Columbia University, New York NY

Investigators

Abstract

The International Linear Collider (ILC) is a proposed new electron-positron collider. Together with the Large Hadron Collider at CERN, it would allow physicists to explore energy regions beyond the reach of today's accelerators. At these energies, researchers anticipate significant discoveries that will lead to a radically new understanding of what the universe is made of and how it works. The nature of the ILC's electron-positron collisions would give it the capability to answer compelling questions that discoveries at the LHC will raise, from the identity of dark matter to the existence of extra dimensions. In the ILC's design, two facing linear accelerators, each 20 kilometers long, hurl beams of electrons and positrons toward each other at nearly the speed of light.
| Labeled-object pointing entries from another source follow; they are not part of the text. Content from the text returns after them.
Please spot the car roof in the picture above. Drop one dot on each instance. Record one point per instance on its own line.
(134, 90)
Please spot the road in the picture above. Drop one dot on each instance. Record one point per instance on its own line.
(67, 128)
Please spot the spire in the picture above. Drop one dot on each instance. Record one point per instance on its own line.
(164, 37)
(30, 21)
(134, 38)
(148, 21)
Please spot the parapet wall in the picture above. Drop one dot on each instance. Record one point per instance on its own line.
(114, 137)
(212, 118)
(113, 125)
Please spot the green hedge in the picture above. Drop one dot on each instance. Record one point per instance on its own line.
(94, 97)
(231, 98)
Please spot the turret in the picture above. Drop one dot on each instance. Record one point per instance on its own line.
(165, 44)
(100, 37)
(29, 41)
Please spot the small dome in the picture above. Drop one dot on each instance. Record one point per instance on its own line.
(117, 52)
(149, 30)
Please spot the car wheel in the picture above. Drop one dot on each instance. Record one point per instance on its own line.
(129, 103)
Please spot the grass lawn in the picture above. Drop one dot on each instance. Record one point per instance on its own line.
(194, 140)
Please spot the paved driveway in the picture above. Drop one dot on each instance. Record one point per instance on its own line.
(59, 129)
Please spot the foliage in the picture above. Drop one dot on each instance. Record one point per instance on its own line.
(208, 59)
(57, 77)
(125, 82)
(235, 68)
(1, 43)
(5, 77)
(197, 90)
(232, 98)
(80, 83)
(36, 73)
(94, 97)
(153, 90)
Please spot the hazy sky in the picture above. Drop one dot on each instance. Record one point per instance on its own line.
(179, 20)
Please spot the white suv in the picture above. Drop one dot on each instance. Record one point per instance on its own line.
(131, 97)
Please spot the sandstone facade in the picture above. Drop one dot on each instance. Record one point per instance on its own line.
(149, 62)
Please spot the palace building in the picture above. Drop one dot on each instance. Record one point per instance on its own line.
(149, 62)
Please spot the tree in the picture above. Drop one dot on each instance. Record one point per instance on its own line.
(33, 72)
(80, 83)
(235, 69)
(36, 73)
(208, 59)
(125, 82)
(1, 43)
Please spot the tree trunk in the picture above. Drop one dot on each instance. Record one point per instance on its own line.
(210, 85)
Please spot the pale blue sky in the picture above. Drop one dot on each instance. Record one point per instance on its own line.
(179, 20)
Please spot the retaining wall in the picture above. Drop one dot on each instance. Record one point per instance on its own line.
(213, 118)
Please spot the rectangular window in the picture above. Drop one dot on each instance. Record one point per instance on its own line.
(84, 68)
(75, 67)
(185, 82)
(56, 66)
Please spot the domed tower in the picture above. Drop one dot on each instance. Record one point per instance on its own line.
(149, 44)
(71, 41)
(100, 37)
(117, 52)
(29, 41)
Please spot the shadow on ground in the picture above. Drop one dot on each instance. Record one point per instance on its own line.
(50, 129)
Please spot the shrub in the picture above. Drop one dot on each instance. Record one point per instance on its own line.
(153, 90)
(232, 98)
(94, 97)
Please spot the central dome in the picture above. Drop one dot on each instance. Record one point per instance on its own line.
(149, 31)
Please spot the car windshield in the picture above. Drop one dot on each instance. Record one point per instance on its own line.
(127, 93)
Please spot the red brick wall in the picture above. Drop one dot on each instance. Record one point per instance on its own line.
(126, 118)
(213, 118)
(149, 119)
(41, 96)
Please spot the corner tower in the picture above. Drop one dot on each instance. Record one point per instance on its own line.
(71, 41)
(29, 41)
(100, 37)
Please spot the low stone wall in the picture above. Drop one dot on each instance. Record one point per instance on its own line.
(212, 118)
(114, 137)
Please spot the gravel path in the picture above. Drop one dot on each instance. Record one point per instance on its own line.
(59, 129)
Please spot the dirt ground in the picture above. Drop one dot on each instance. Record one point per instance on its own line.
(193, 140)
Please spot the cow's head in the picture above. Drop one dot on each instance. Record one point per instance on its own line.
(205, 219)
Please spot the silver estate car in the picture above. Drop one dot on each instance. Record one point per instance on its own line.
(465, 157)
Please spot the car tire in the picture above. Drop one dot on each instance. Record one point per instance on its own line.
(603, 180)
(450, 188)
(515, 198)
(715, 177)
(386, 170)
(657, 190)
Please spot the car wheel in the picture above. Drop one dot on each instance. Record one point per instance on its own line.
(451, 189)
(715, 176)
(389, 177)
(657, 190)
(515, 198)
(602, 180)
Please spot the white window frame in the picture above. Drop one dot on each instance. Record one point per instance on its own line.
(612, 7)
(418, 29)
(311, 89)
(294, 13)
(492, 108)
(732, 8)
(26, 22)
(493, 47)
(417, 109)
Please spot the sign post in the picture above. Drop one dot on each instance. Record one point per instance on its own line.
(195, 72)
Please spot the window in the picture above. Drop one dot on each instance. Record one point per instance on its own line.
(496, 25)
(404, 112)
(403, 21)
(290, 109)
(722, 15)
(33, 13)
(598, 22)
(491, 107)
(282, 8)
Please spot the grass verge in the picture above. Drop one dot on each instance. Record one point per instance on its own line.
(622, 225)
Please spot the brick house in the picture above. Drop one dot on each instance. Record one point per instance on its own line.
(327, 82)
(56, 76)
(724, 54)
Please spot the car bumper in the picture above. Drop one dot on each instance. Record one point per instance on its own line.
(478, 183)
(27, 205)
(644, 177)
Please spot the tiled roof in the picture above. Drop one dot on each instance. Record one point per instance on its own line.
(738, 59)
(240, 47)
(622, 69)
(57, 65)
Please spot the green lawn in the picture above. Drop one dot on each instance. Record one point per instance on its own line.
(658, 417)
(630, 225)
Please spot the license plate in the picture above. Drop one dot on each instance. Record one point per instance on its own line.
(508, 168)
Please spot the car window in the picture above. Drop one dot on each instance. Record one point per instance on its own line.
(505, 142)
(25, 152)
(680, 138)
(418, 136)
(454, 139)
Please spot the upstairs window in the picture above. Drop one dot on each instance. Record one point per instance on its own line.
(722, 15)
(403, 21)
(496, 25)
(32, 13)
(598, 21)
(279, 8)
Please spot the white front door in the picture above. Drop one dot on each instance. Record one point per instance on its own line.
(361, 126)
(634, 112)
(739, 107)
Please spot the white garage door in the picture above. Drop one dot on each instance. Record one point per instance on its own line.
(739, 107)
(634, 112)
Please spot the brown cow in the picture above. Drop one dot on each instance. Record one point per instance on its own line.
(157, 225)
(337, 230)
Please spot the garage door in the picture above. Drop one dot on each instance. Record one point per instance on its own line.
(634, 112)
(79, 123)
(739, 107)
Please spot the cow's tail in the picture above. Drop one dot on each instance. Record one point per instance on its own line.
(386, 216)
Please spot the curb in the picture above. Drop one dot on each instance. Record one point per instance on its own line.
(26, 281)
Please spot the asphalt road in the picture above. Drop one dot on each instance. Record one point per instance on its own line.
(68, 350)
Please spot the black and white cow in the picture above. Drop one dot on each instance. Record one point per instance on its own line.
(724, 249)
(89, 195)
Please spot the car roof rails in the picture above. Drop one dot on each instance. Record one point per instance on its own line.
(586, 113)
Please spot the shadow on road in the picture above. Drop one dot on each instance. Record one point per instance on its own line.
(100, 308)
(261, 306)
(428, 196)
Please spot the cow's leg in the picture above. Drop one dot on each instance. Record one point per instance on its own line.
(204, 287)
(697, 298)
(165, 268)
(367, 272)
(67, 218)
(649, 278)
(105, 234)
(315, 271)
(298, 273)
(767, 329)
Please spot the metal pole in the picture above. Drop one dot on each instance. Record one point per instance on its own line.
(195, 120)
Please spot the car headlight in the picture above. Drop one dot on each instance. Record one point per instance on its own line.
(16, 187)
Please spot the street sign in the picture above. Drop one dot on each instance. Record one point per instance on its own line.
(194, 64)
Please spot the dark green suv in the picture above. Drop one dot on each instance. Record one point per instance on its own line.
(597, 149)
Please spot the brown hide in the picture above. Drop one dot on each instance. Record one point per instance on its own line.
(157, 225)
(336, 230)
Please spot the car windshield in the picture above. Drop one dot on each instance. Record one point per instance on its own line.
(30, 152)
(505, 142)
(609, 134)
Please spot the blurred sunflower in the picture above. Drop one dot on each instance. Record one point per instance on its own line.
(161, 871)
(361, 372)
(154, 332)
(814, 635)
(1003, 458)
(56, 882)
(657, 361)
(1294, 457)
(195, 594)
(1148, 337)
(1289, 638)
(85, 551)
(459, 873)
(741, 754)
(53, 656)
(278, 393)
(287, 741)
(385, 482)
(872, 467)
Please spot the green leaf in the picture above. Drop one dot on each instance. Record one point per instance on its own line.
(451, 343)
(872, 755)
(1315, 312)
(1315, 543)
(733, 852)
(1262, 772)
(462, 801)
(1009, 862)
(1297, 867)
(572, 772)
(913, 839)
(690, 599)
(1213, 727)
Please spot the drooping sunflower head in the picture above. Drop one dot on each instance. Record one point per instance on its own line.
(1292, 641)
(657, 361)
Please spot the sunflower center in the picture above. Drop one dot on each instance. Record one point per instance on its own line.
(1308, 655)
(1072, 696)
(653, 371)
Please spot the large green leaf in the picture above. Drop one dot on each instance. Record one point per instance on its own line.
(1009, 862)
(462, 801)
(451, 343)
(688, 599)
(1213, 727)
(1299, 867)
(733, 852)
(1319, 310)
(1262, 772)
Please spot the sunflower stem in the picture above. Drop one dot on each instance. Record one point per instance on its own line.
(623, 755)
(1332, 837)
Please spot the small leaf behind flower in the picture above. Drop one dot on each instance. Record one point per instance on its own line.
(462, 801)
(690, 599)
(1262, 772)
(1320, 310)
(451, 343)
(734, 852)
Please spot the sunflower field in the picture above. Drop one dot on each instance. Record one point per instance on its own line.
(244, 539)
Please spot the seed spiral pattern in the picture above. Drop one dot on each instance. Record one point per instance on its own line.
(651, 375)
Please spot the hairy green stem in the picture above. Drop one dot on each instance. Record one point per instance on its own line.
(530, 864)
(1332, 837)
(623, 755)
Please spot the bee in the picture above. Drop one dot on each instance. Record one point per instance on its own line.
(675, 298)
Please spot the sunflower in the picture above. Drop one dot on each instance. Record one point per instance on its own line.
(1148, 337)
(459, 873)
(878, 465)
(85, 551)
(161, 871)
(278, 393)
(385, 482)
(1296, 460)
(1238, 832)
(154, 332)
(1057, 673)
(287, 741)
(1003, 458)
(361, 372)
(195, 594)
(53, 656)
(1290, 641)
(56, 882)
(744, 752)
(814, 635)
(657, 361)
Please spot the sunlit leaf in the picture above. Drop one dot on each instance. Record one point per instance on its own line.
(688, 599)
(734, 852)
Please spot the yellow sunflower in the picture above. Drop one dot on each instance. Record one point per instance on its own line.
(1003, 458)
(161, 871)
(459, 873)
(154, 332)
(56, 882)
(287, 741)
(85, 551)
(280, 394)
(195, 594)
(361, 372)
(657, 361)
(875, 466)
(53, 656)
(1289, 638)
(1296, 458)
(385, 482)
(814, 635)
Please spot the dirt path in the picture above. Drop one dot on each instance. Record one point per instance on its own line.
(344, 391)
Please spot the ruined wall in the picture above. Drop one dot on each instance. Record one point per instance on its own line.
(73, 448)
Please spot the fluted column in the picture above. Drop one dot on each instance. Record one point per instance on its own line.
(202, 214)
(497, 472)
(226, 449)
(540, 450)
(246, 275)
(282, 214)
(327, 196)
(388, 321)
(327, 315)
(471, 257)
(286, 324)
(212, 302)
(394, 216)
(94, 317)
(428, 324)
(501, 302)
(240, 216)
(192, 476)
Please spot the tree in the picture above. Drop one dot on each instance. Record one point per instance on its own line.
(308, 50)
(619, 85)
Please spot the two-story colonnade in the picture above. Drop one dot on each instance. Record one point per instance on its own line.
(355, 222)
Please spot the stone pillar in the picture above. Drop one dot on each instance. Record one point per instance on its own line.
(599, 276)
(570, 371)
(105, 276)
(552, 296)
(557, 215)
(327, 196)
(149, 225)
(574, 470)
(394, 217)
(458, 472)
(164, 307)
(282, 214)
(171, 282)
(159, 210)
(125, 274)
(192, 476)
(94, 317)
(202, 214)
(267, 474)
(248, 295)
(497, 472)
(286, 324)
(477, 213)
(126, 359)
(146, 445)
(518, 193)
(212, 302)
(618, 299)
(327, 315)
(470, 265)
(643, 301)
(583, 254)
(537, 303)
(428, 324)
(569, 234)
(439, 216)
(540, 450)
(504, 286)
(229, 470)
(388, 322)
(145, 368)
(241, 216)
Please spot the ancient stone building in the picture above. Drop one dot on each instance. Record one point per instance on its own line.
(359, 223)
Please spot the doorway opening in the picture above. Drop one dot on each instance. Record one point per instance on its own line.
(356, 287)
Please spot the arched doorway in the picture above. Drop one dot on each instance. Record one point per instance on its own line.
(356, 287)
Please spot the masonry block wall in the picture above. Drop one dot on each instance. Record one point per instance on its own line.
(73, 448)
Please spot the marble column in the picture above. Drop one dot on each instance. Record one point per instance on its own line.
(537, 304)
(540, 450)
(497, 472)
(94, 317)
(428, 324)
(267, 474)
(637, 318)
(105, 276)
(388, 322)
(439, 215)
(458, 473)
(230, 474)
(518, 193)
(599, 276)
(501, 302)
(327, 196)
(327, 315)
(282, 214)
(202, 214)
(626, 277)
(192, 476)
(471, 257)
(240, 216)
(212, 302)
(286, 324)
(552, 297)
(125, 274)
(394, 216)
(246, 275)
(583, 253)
In the current design, each beam contains ten billion electrons or positrons compressed to a minuscule three-nanometer thickness. As the particles speed down the collider, superconducting accelerating cavities give them more and more energy. They meet in an intense crossfire of collisions. The energy of the ILC's beam can be adjusted to home in on processes of interest. The ILC Global Design Effort (GDE) will establish the final configuration of the ILC, focusing the efforts of hundreds of accelerator scientists and particle physicists in North America, Europe and Asia. The ILC will be designed, funded, managed and operated as a fully international scientific project. An international effort will define the administrative and financial model for the project. The PI of this proposal has been asked to join the GDE as Chair of the global Research and Development Board (RDB), with the tasks of overseeing of the Global R&D effort, In this role e will report to the GDE Director, and work closely with the three Regional Directors, who will provide coordination among the numerous institutions in their region. This proposal requests support for the RDB Chair. Through many workshops and evaluations, the ILC has emerged as the highest priority of the U.S. Particle Physics Community.